Run a Django app with Nginx and Gunicorn in Ubuntu 16.04 (Part II)

This tutorial is the continuation of this one where we learned how to run a django app with gunicorn. Now we will add Nginx into the mix.

The reason we need Nginx

If you followed the previous tutorial, we ran our django app with Gunicorn. However, at the end, we saw that the styles of the admin panel were gone. The reason is that Gunicorn is an application server and just runs the app (django app in our case) and django, as we know, does not serve static files except in development. Nginx to the rescue! It will be a reverse proxy for Gunicorn. What the hell is a reverse proxy? Good question! We all know what VPNs are, right? We use them to access some website that is blocked for some reason. In this case, we access that website through a VPN: We -> VPN -> some website. This kind of proxies are called Forward Proxies. As for reverse proxies, think of them as forced proxies. For example, a user is trying to access our django app running in gunicorn. He thinks that he is accessing the app directly. However, what is happening is that he is first accessing the Nginx server which decides what to do next. If the user is accessing a static file, the Nginx server will serve it itself. Otherwise, it will redirect it to Gunicorn. In plain terms, http requests will be handled by Gunicorn and static ones by Nginx. That's why we need Nginx.

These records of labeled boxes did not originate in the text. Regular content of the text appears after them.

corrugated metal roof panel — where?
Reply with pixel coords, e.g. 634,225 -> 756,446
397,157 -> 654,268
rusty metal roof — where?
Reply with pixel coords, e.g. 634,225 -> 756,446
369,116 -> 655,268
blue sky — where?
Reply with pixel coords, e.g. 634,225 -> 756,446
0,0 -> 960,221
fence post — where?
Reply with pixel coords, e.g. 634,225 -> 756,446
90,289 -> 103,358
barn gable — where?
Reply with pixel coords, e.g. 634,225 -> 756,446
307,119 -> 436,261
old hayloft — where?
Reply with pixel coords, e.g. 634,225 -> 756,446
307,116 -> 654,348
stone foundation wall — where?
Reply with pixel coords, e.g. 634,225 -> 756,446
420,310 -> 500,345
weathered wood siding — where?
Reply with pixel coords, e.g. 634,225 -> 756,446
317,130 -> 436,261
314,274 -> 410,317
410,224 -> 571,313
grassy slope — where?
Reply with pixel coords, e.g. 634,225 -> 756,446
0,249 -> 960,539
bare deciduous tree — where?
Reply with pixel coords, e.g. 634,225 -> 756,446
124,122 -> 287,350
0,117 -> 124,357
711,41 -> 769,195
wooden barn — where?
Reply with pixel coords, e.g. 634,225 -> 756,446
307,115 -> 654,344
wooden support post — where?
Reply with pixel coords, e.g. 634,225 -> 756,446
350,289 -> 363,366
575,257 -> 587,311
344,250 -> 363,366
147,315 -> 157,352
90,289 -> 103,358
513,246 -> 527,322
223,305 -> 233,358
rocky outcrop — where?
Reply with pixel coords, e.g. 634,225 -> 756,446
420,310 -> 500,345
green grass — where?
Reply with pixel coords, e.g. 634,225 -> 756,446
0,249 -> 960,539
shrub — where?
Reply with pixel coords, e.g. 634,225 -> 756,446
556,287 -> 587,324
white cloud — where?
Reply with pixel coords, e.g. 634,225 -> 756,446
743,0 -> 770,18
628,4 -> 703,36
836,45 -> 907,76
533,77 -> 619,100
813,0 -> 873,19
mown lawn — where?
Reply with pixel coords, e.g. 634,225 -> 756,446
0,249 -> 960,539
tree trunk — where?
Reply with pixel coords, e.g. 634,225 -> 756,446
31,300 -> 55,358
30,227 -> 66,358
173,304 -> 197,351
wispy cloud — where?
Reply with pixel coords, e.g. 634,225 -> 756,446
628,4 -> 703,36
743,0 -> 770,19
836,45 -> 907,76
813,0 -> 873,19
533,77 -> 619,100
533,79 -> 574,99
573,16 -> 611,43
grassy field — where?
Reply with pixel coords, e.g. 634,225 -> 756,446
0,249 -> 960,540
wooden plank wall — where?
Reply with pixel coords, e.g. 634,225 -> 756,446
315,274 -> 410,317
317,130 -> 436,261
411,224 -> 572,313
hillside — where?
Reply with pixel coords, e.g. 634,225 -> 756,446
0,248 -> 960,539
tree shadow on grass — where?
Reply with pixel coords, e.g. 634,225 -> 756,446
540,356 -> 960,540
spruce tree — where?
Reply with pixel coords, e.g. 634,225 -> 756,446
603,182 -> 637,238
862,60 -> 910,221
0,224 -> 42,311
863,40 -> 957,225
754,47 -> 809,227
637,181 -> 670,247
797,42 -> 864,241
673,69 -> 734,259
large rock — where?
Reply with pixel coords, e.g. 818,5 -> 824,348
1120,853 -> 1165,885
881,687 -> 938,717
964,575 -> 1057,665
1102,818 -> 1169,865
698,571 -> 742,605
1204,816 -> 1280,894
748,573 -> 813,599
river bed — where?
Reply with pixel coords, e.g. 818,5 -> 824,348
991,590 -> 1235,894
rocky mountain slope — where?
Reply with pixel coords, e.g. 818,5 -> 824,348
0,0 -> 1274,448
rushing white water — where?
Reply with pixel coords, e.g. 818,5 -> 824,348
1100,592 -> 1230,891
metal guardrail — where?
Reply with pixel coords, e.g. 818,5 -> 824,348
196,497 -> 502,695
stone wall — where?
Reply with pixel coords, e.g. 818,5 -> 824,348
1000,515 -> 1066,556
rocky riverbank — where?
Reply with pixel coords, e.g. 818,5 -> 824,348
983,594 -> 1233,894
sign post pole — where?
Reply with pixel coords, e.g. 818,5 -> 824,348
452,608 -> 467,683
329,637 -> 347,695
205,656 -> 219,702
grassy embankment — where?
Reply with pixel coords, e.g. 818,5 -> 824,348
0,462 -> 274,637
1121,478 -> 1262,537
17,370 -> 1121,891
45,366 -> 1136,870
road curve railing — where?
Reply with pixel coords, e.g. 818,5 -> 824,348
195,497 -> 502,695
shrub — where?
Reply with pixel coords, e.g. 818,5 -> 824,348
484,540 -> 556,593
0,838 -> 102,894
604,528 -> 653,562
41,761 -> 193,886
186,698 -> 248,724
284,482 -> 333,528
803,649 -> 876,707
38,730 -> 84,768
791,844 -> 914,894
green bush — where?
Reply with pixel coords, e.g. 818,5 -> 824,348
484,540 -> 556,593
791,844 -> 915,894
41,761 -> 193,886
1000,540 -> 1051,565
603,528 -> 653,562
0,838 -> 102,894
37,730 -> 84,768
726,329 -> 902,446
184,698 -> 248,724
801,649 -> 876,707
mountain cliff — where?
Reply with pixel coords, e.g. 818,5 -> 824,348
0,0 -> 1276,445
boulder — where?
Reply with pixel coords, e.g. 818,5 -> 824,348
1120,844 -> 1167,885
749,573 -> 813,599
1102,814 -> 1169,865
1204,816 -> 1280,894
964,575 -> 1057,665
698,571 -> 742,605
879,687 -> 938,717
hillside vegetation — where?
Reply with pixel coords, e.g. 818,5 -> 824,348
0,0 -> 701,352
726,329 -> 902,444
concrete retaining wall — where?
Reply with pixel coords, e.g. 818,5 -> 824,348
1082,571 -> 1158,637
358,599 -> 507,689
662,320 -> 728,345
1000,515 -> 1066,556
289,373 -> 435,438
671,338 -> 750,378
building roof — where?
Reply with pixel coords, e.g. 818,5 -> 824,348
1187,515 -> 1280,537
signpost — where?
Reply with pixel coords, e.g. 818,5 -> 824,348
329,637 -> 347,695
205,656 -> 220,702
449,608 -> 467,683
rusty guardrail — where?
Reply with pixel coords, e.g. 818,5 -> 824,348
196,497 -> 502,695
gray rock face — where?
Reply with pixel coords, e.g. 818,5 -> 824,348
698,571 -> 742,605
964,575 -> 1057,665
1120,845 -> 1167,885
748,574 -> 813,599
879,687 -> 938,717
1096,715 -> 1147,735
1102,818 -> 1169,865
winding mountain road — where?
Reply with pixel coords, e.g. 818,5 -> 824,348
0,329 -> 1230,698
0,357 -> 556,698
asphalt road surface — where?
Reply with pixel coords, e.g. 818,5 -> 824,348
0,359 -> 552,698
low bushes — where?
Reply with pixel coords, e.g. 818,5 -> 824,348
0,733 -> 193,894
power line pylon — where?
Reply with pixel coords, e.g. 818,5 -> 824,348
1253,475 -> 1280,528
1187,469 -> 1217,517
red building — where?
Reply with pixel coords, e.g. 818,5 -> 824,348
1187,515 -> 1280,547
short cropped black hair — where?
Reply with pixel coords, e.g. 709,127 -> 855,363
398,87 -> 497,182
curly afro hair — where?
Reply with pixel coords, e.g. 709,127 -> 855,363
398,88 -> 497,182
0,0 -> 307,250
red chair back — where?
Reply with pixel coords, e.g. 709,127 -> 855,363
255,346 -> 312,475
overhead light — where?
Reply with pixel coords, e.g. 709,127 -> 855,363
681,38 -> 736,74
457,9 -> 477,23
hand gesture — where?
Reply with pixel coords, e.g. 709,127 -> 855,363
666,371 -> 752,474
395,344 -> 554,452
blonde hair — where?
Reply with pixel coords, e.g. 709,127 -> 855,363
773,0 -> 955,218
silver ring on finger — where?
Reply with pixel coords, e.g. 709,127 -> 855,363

Apart from that, Nginx also improves performance, reliability, security and scale.


By now we already have Django and Gunicorn ready. So, let's install Nginx now:

sudo apt-get install nginx

Now, we will configure Nginx to pass traffic to the process.

Create a file /etc/nginx/sites-available/djtrump and type in the following:

server {
    listen 8000;

    location = /favicon.ico { access_log off; log_not_found off; }

    location /static/ {
            root /home/ubuntu/myproject;

    location / {
            include proxy_params;
            proxy_pass http://unix:/home/ubuntu/myproject/myproject.sock;

Adjust the paths such as /home/ubuntu/myproject to your own environment.

Let's see what is going on here.

The first two lines tell that it will listen to the port 8000 on The next line about favicon will tell Nginx to ignore problems with favicon.ico.

The next block is very important. It says that static files, which all have a standard URI prefix of static/ should be looked for in ~/myproject/static/ folder.

And the last location block matches all other requests other that static ones (remember reverse proxy). One thing to note here is that Nginx and Gunicorn "talk to" each other through a unix socket. That's why we will bind our gunicorn to a socket as we will see soon.

Now, let's enable this file by linking it to the sites-enabled folder:

sudo ln -s /etc/nginx/sites-available/myproject /etc/nginx/sites-enabled

and check if our configuration file was correctly written:

sudo nginx -t

If everything is OK, you should see something like this:

nginx: the configuration file /etc/nginx/nginx.conf syntax is ok
nginx: configuration file /etc/nginx/nginx.conf test is successful

You may ask what all that linking and sites-enabled folder were about. We could have included those settings in Nginx's main settings file: /etc/nginx/nginx.conf. If we take a look at it, we will see this:

include /etc/nginx/sites-enabled/*

So, we can see that what we did makes it more modular and much easier to maintain when we have several apps being served by Nginx.

OK, now that we have configured Nginx, let's see some action.

First, let's move all our static files to ~/myproject/static/ because we set up Nginx to look for them there. Open up myproject/settings.py and add this:

STATIC_ROOT = os.path.join(BASE_DIR, 'static/')

Save and close. Now, let's collect them to that folder:

./manage.py collectstatic

Confirm the operation and our static files should be there for Nginx to find them.

Now, let's finally run our app:

gunicorn --daemon --workers 3 --bind unix:/home/ubuntu/myproject/myproject.sock myproject.wsgi

As I told earlier, we are starting gunicorn a little differently now. We are binding it to a unix socket file which is needed to talk to Nginx. This file will be created and enable Nginx and Gunicorn to talk to each other. You may ask what about ports and ip?. Nginx will take care of that. Remember we configured it to listen to Cool! Now, let's restart Nginx to make these changes take effect.

sudo service nginx restart

Now, go ahead and access Great, our app is running. Let's check our admin panel now at Awesome, styles are there! We have achieved what we wanted. Congratulations!

This is just the tip of the iceberg. You will need more stuff as your app grows. Go to nginx docs to learn more.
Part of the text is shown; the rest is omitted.